You Have To Go There To Come Back (Part 1)

2.5 years ago, I got lost coming home from the bank.

The bank? It's less than a mile from my house. The experience? Scared the shit out of me.

Headaches that had been a growing annoyance became coupled with a sort of sensory fuzziness. It's hard to explain. But getting lost that day forced me to realize that something was really happening to me. I presented myself to the doctors, with the firm instruction that they fix me.

After several false starts at a diagnosis, I was tested from my eyeballs to my kidneys. Test after test gave me reasons to twirl around shouting "EEK!" - but nothing that ever explained the symptoms.

I began to wonder. If the doctors can find nothing, then maybe it was all (Ha Ha) in my head? No, dammit. Something was wrong, but at the same time I told myself that I should hold tight to my place on the wheel. Not lose the present worrying. Embrace the autumn, as the leaves began to turn.

Even though it's been a challenge to slip away from my own words, my own memories, and the people I care about - you'd be amazed how easy it's also been. We humans are magical creatures. We can make anything normal. We are infinitely adaptable - especially to things that happen to us slowly.

This summer, an infection in the base of my skull gave me and my doctors a reason to take a fresh look at what's been happening.

Suddenly, a new pair of eyes told my primary doctor and I what we already suspected. With that came a moment of Grace, when I was offered a way to halt this slide my life has been on.

It's not an easy option. It's a bold, proactive thing. It would demand that I run to the cliff - and jump.

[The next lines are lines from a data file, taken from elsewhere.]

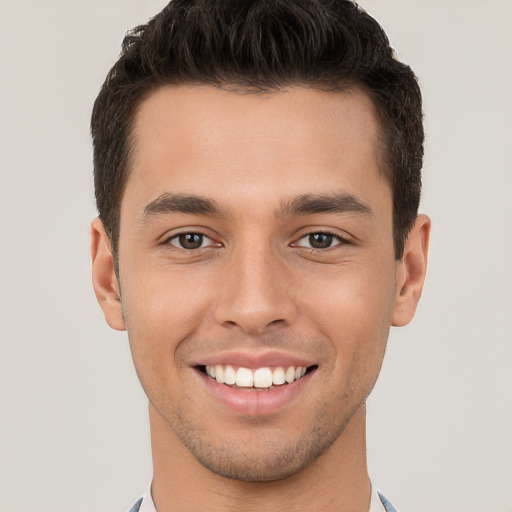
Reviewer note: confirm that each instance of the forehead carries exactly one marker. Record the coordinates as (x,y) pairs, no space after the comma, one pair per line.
(206,141)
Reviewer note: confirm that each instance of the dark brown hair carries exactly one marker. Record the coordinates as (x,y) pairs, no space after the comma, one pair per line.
(261,46)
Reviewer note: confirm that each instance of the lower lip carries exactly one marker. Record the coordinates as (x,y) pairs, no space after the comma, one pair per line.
(252,402)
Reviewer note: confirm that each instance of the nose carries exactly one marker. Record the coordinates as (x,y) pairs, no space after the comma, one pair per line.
(255,292)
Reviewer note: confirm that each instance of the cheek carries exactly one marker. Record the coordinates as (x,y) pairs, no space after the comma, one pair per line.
(160,312)
(352,308)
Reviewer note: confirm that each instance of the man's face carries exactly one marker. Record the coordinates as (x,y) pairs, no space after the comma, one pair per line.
(256,233)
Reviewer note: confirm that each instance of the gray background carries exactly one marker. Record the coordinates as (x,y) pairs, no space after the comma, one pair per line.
(73,425)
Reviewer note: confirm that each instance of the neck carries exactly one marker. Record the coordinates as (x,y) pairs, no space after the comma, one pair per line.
(337,480)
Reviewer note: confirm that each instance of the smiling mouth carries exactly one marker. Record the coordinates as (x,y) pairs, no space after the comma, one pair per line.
(259,379)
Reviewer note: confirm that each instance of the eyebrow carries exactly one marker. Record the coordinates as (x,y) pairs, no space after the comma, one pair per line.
(181,203)
(306,204)
(309,204)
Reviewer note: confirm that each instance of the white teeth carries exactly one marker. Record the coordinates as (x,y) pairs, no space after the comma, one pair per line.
(244,378)
(278,376)
(262,378)
(229,375)
(219,374)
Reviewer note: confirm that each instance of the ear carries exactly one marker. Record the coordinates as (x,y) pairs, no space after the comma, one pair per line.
(410,273)
(104,279)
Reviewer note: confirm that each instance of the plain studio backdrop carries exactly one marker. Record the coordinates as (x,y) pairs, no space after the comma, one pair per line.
(73,419)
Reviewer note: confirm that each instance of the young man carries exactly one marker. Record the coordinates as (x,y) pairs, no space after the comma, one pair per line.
(257,172)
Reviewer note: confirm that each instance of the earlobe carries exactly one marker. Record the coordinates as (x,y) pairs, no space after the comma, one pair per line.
(411,270)
(104,279)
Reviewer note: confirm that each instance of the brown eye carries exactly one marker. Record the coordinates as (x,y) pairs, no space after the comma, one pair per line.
(189,241)
(320,240)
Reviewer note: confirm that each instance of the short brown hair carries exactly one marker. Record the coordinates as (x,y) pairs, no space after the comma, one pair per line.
(261,45)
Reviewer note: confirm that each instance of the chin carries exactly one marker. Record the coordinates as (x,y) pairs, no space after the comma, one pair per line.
(262,460)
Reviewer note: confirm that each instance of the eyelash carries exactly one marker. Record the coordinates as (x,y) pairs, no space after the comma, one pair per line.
(341,240)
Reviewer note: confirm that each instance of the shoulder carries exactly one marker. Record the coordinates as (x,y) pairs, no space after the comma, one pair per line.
(137,505)
(386,503)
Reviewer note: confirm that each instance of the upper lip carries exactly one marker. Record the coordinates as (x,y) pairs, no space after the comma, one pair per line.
(253,360)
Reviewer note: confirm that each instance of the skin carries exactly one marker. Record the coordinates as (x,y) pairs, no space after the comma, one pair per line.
(256,285)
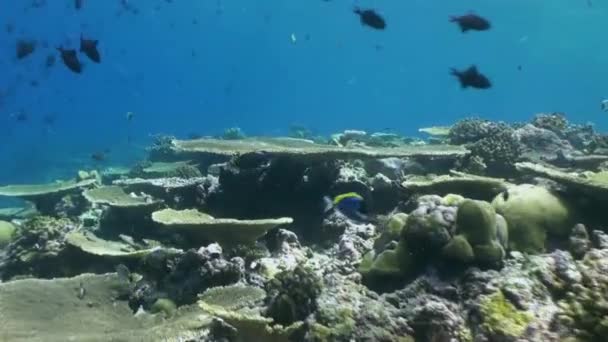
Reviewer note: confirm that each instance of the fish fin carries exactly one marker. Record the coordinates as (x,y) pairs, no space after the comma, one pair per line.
(328,204)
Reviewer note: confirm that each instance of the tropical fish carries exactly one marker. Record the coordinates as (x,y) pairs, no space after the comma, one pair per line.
(25,48)
(70,59)
(471,77)
(89,47)
(370,18)
(470,22)
(350,204)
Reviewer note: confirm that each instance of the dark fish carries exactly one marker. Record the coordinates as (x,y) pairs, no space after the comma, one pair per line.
(70,59)
(25,48)
(123,273)
(89,47)
(50,61)
(350,204)
(471,77)
(49,120)
(471,22)
(370,18)
(20,116)
(99,156)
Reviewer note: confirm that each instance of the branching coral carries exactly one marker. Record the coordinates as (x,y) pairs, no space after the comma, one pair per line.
(292,295)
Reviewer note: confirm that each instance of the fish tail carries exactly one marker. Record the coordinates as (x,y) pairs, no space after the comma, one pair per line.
(328,204)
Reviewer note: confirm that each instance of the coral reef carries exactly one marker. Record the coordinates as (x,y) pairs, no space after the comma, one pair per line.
(292,295)
(192,244)
(532,213)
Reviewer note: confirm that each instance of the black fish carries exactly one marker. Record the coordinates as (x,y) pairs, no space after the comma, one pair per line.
(25,48)
(20,116)
(471,22)
(49,120)
(89,47)
(50,61)
(370,18)
(70,59)
(98,156)
(471,77)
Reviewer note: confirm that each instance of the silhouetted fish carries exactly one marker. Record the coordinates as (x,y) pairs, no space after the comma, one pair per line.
(20,116)
(98,156)
(471,77)
(70,59)
(471,22)
(49,120)
(50,61)
(25,48)
(371,18)
(89,47)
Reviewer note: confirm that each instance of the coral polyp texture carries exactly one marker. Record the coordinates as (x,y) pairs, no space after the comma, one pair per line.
(353,237)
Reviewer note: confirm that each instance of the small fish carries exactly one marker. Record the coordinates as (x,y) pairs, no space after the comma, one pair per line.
(49,120)
(25,48)
(50,61)
(350,204)
(99,156)
(89,47)
(70,59)
(471,77)
(123,273)
(370,18)
(470,22)
(81,291)
(20,116)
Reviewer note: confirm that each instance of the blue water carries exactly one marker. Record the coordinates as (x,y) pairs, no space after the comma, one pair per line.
(200,66)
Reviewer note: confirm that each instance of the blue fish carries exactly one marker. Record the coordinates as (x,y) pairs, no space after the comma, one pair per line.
(351,204)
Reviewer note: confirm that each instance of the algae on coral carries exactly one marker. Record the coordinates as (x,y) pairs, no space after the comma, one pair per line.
(35,310)
(202,226)
(115,196)
(308,149)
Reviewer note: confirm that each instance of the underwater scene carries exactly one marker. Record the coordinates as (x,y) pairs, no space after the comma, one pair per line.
(322,170)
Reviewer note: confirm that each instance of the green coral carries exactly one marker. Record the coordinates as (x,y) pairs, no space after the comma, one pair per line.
(555,122)
(477,234)
(499,152)
(470,130)
(459,249)
(35,247)
(7,232)
(233,133)
(531,213)
(501,319)
(165,306)
(233,297)
(476,220)
(584,308)
(389,264)
(292,295)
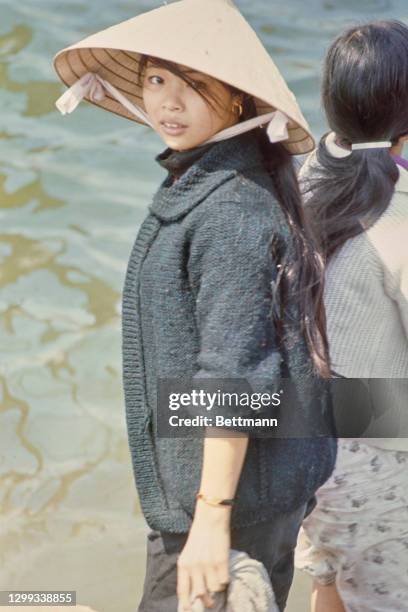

You know, I went to Greece some years ago. A little island no one's ever heard of. Anyway, I was riding my little moped and there was the little cliff and I was feeling bold.

So I went ahead and stripped off my clothes... and jumped.

It was like I was leaping right into my fear. I don't like heights, I've never been thrilled with my naked body, and even worse - as I fell, it occurred to me that I didn't have a plan for getting back UP.

I flew, though. And it was a hell of a thing. A hell of a thing.

But as I waited for that cruise ship to sail by so I could start climbing out of that deep blue sea - I knew, KNEW, I never wanted to do it again.

Ah. Well.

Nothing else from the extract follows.